Neanderthals and Reasons to Believe: new evidence, new problems
When the Neanderthal genome was first sequenced and analyzed in 2010, RTB came out strongly against the notion that humans and Neanderthals interbred, since this notion stands in sharp contrast to their stance that humans are separate creations that share ancestry with no other species. As such, RTB views Neanderthals as animals, and human/Neanderthal interbreeding as humans committing bestiality (for those following my current ongoing series, we will soon see that William Lane Craig holds a similar stance).

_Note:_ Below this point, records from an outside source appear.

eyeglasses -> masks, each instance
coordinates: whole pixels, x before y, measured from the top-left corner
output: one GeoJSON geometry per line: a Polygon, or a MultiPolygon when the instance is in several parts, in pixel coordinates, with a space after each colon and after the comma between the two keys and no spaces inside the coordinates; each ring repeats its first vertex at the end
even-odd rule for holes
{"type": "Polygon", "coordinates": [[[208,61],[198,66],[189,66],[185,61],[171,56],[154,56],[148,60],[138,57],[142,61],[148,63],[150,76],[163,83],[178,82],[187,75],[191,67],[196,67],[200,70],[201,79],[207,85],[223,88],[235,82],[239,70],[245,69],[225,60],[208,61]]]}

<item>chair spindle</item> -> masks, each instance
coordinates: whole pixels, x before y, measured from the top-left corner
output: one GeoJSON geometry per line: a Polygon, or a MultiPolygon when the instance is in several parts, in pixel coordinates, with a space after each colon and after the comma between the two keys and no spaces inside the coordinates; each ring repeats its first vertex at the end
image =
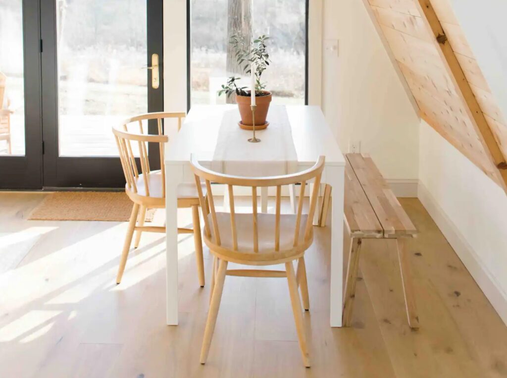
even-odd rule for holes
{"type": "Polygon", "coordinates": [[[232,234],[232,248],[234,251],[238,250],[238,233],[236,230],[236,218],[234,210],[234,194],[232,185],[227,185],[229,190],[229,206],[231,214],[231,232],[232,234]]]}
{"type": "Polygon", "coordinates": [[[299,191],[299,199],[298,201],[298,213],[296,216],[296,229],[294,230],[294,243],[293,245],[297,247],[299,244],[299,228],[301,225],[301,214],[303,214],[303,201],[305,199],[305,190],[306,189],[306,182],[301,183],[299,191]]]}
{"type": "Polygon", "coordinates": [[[208,201],[209,202],[209,211],[211,213],[211,223],[213,224],[213,233],[215,237],[215,243],[217,245],[222,244],[220,241],[220,231],[219,230],[219,223],[216,220],[216,213],[215,212],[215,203],[211,194],[211,184],[209,180],[206,180],[206,189],[209,194],[208,201]]]}
{"type": "Polygon", "coordinates": [[[280,213],[281,208],[282,187],[276,187],[276,202],[275,206],[275,251],[280,251],[280,213]]]}
{"type": "Polygon", "coordinates": [[[254,252],[259,252],[259,229],[257,225],[257,187],[252,187],[252,216],[254,218],[254,252]]]}

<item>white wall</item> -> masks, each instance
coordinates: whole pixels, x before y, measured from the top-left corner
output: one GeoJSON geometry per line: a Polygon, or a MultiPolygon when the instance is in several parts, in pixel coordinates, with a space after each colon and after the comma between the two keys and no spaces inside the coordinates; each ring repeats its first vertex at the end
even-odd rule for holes
{"type": "Polygon", "coordinates": [[[322,2],[322,108],[341,149],[359,141],[386,179],[416,180],[419,119],[365,5],[322,2]]]}
{"type": "Polygon", "coordinates": [[[419,197],[507,324],[507,196],[424,121],[419,197]]]}

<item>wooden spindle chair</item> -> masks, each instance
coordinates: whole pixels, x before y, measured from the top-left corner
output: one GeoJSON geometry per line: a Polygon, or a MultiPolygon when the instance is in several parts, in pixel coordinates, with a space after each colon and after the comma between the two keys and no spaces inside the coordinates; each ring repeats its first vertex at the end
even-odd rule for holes
{"type": "Polygon", "coordinates": [[[304,255],[313,240],[312,223],[324,160],[324,157],[321,156],[312,168],[293,175],[246,178],[212,171],[202,167],[197,159],[192,157],[192,168],[204,219],[204,242],[214,256],[211,283],[212,295],[201,351],[201,363],[205,363],[207,358],[225,277],[234,276],[287,278],[303,362],[305,366],[310,366],[298,286],[301,290],[304,308],[308,310],[309,298],[304,255]],[[201,179],[204,180],[207,189],[207,202],[204,193],[200,189],[201,179]],[[308,213],[303,214],[305,189],[311,180],[314,185],[310,195],[308,213]],[[211,182],[227,185],[230,212],[218,212],[215,210],[213,196],[211,195],[211,182]],[[282,186],[298,183],[301,183],[301,192],[296,214],[281,214],[282,186]],[[234,186],[251,188],[251,213],[236,212],[233,191],[234,186]],[[268,186],[276,187],[275,213],[258,213],[257,196],[260,193],[258,188],[268,186]],[[209,210],[207,205],[209,205],[209,210]],[[297,273],[294,272],[294,260],[298,261],[297,273]],[[229,262],[254,266],[284,263],[285,270],[228,269],[229,262]]]}
{"type": "MultiPolygon", "coordinates": [[[[113,132],[116,140],[120,159],[125,174],[125,192],[134,202],[129,226],[122,252],[120,267],[118,268],[116,283],[121,281],[134,231],[136,231],[134,247],[139,246],[143,232],[165,232],[165,226],[144,226],[146,211],[149,209],[165,208],[165,171],[164,169],[164,144],[168,138],[162,131],[162,120],[175,118],[178,122],[178,130],[181,127],[182,119],[185,117],[184,113],[153,113],[143,114],[127,120],[122,126],[115,126],[113,132]],[[158,134],[148,134],[148,125],[143,125],[143,121],[156,119],[158,134]],[[132,129],[138,130],[134,132],[132,129]],[[129,130],[129,128],[131,129],[129,130]],[[144,131],[147,131],[145,133],[144,131]],[[161,169],[152,170],[148,154],[148,143],[158,143],[160,149],[159,158],[161,169]],[[134,146],[138,150],[139,157],[134,155],[134,146]],[[137,225],[136,221],[137,220],[137,225]]],[[[205,194],[205,189],[200,188],[200,193],[205,194]]],[[[194,184],[184,184],[178,187],[178,208],[192,208],[193,229],[178,228],[180,233],[193,233],[195,244],[196,258],[199,284],[204,286],[204,268],[202,255],[202,241],[201,238],[201,226],[199,221],[200,201],[198,192],[194,184]]]]}

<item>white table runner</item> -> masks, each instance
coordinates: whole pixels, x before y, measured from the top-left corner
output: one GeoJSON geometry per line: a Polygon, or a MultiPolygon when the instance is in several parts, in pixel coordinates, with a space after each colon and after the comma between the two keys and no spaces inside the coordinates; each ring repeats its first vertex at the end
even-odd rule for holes
{"type": "Polygon", "coordinates": [[[248,141],[252,131],[238,125],[237,108],[224,112],[211,169],[228,175],[250,177],[274,176],[295,172],[298,155],[284,106],[271,105],[267,128],[256,131],[259,143],[248,141]]]}

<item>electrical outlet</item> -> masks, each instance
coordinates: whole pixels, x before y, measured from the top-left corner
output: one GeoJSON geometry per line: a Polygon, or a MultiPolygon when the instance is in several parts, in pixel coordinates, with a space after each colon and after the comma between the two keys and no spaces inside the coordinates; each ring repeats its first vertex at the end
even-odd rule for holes
{"type": "Polygon", "coordinates": [[[324,50],[330,56],[338,56],[338,40],[324,40],[324,50]]]}
{"type": "Polygon", "coordinates": [[[349,141],[349,152],[353,154],[357,154],[361,152],[361,141],[349,141]]]}

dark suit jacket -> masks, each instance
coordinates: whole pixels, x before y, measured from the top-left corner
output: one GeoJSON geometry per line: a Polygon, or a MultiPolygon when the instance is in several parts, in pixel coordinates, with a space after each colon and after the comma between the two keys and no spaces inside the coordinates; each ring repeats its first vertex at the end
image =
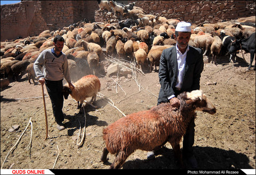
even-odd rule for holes
{"type": "MultiPolygon", "coordinates": [[[[181,91],[190,91],[200,88],[200,77],[204,68],[203,51],[189,46],[187,53],[183,83],[181,91]]],[[[158,104],[169,102],[168,97],[174,94],[178,71],[176,47],[164,49],[160,59],[158,76],[161,88],[158,104]]]]}

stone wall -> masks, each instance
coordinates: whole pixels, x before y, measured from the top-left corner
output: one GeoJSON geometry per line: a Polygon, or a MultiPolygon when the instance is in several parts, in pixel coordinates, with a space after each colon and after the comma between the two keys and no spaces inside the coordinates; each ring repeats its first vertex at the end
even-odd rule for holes
{"type": "MultiPolygon", "coordinates": [[[[124,2],[123,1],[123,2],[124,2]]],[[[133,2],[129,1],[126,4],[133,2]]],[[[159,13],[167,19],[177,19],[195,24],[255,16],[255,1],[136,1],[145,14],[159,13]]],[[[96,11],[96,21],[123,19],[110,12],[96,11]]]]}
{"type": "Polygon", "coordinates": [[[255,16],[255,1],[137,1],[146,14],[198,23],[255,16]]]}
{"type": "MultiPolygon", "coordinates": [[[[128,4],[134,1],[122,2],[128,4]]],[[[194,23],[215,23],[255,15],[255,1],[135,1],[146,14],[158,13],[167,19],[194,23]]],[[[22,1],[1,7],[1,40],[39,35],[86,18],[91,21],[113,19],[99,12],[97,1],[22,1]]],[[[120,15],[117,16],[117,18],[120,15]]]]}

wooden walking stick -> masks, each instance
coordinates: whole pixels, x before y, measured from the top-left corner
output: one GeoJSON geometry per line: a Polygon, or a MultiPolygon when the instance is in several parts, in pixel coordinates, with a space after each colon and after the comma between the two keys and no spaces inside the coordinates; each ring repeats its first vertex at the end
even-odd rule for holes
{"type": "Polygon", "coordinates": [[[44,85],[41,84],[42,85],[42,91],[43,93],[43,99],[44,100],[44,114],[45,115],[45,124],[46,126],[46,136],[45,136],[46,140],[48,137],[48,122],[47,121],[47,114],[46,114],[46,106],[45,106],[45,99],[44,99],[44,85]]]}

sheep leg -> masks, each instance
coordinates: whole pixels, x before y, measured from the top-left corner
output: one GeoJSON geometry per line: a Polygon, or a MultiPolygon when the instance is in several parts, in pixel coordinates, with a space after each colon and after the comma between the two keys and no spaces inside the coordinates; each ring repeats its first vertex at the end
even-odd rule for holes
{"type": "Polygon", "coordinates": [[[108,150],[107,149],[107,148],[105,148],[104,149],[103,149],[103,153],[102,155],[101,156],[101,158],[100,159],[100,160],[103,163],[106,163],[107,162],[108,162],[108,159],[107,159],[107,156],[108,156],[109,152],[108,150]]]}
{"type": "MultiPolygon", "coordinates": [[[[30,74],[29,73],[29,72],[28,73],[28,82],[29,82],[30,84],[31,84],[31,82],[30,82],[30,74]]],[[[35,82],[34,82],[35,84],[35,82]]]]}
{"type": "MultiPolygon", "coordinates": [[[[253,52],[251,52],[251,53],[250,53],[250,64],[249,64],[249,66],[248,66],[248,68],[247,68],[247,69],[248,70],[249,70],[251,68],[251,66],[252,66],[252,62],[253,62],[253,59],[254,59],[254,55],[255,55],[255,53],[254,54],[253,52]]],[[[255,63],[256,63],[256,61],[255,63]]],[[[253,66],[253,70],[255,70],[255,63],[254,63],[254,66],[253,66]]]]}
{"type": "Polygon", "coordinates": [[[208,49],[207,47],[205,48],[205,51],[204,51],[204,54],[203,54],[203,56],[205,56],[205,54],[206,54],[207,51],[208,51],[208,49]]]}
{"type": "Polygon", "coordinates": [[[176,159],[178,159],[178,161],[179,164],[181,166],[182,168],[184,168],[184,164],[182,161],[182,154],[181,151],[180,150],[180,147],[179,144],[171,144],[173,151],[174,152],[174,156],[176,159]]]}
{"type": "Polygon", "coordinates": [[[126,159],[131,154],[127,154],[124,151],[121,151],[116,154],[115,161],[110,165],[110,169],[119,169],[121,168],[126,159]]]}

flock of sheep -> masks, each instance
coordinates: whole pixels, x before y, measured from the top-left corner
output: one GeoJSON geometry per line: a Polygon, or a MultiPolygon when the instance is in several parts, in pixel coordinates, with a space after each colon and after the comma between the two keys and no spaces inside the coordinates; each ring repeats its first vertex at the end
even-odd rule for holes
{"type": "MultiPolygon", "coordinates": [[[[145,14],[134,3],[123,5],[121,12],[117,8],[121,5],[114,1],[101,1],[99,6],[99,10],[113,10],[127,19],[113,23],[80,21],[56,31],[45,30],[37,36],[1,42],[1,78],[12,76],[17,80],[18,76],[27,71],[29,82],[30,79],[34,82],[33,64],[42,51],[53,47],[52,39],[57,35],[65,39],[62,52],[68,56],[71,74],[80,75],[74,76],[73,80],[99,71],[106,73],[106,68],[100,64],[106,56],[131,61],[135,58],[138,68],[140,65],[143,71],[151,72],[154,65],[156,70],[163,50],[176,44],[173,34],[180,20],[167,19],[158,14],[145,14]]],[[[212,55],[215,62],[216,56],[226,53],[221,52],[221,31],[236,39],[247,38],[255,32],[255,27],[247,24],[251,22],[244,22],[246,21],[244,18],[214,24],[193,24],[189,44],[203,49],[204,55],[212,55]]]]}

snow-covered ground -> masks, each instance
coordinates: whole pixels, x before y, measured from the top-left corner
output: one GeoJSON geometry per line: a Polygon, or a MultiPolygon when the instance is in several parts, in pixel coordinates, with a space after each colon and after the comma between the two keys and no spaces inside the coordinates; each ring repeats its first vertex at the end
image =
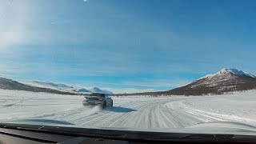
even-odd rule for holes
{"type": "Polygon", "coordinates": [[[236,122],[256,126],[256,90],[217,96],[112,98],[114,107],[101,110],[82,106],[82,96],[0,90],[0,122],[154,129],[236,122]]]}

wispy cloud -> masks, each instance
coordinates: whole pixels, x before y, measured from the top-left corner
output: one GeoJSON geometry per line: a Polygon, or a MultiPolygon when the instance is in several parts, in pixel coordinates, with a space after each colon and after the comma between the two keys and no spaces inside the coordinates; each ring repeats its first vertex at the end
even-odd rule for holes
{"type": "Polygon", "coordinates": [[[136,88],[123,88],[117,89],[113,87],[104,87],[102,89],[108,90],[114,94],[132,94],[132,93],[143,93],[143,92],[154,92],[158,91],[154,89],[136,89],[136,88]]]}

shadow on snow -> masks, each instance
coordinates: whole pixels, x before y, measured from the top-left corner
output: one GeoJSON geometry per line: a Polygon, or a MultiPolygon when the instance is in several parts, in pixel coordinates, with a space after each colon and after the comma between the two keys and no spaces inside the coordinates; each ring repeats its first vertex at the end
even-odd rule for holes
{"type": "Polygon", "coordinates": [[[132,111],[137,111],[134,109],[130,109],[126,107],[121,107],[121,106],[113,106],[113,107],[106,107],[103,110],[105,111],[113,111],[116,113],[129,113],[132,111]]]}

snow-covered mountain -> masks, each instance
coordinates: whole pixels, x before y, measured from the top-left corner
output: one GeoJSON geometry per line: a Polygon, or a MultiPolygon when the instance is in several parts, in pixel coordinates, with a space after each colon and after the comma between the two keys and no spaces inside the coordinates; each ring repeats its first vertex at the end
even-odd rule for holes
{"type": "Polygon", "coordinates": [[[226,68],[166,93],[178,95],[201,95],[252,89],[256,89],[254,75],[237,69],[226,68]]]}

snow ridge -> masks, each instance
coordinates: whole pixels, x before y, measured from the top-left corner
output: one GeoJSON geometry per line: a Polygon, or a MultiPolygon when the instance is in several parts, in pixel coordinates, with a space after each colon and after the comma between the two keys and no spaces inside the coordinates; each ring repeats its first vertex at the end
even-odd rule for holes
{"type": "Polygon", "coordinates": [[[220,71],[215,73],[215,74],[207,74],[204,77],[200,78],[199,79],[202,79],[202,78],[207,78],[207,79],[211,79],[213,77],[215,76],[222,76],[224,74],[232,74],[234,75],[236,75],[238,77],[250,77],[250,78],[256,78],[256,76],[247,73],[247,72],[244,72],[242,70],[239,70],[238,69],[234,69],[234,68],[224,68],[222,70],[221,70],[220,71]]]}

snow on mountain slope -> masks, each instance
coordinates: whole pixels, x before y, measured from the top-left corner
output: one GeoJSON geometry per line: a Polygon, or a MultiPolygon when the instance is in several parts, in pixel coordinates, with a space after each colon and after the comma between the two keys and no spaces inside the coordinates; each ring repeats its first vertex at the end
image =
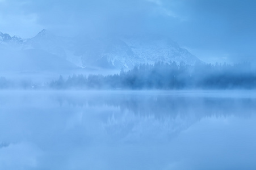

In 2012, RTB became aware of a minority scientific hypothesis – a proposal that the Neanderthal DNA seen in non sub-Saharan humans is the result of an ancient population structure in Africa prior to humans (or Neanderthals) leaving, not later interbreeding with Neanderthals in the Middle East. In this model there are at least two populations of hominins in Africa with limited genetic exchange between them, and Neanderthals and non-African humans emigrate from the same sub-population. In other words, the 1-3% Neanderthal DNA we see in non-Africans is because these two groups are, for a portion of their genomes, closer relatives to each other than either is to the population that gave rise to African humans. RTB has recently promoted the aspect of the model that suggested humans did not interbreed with Neanderthals as they left Africa, without discussing how the model requires some humans to share a more recent common ancestor with Neanderthals than with other human populations. While this minority hypothesis has not stood up to further experimental scrutiny, the point is now null and void for RTB in any case: we now have evidence that modern humans and Neanderthals interbred that cannot be explained by ancient African population structure. Neanderthal DNA is found in modern humans in only tiny segments, due to 60,000 years of recombination breaking them into ever-smaller stretches. In the case of Oase 1, however, we have the DNA sequence of a human with large continuous swaths of Neanderthal DNA from a very recent hybridization event. Such large swaths of DNA could not have been transmitted for hundreds of thousands of years from an ancient African sub-population without recombination: they are recent, and indicate that humans interbred with Neanderthals within the last 42,000 years.
As our technological ability to recover and sequence DNA from ever more ancient and poorly preserved samples improves, the trajectory of the evidence is likely to provide increasing challenges to RTB’s model regarding Neanderthal/human interbreeding.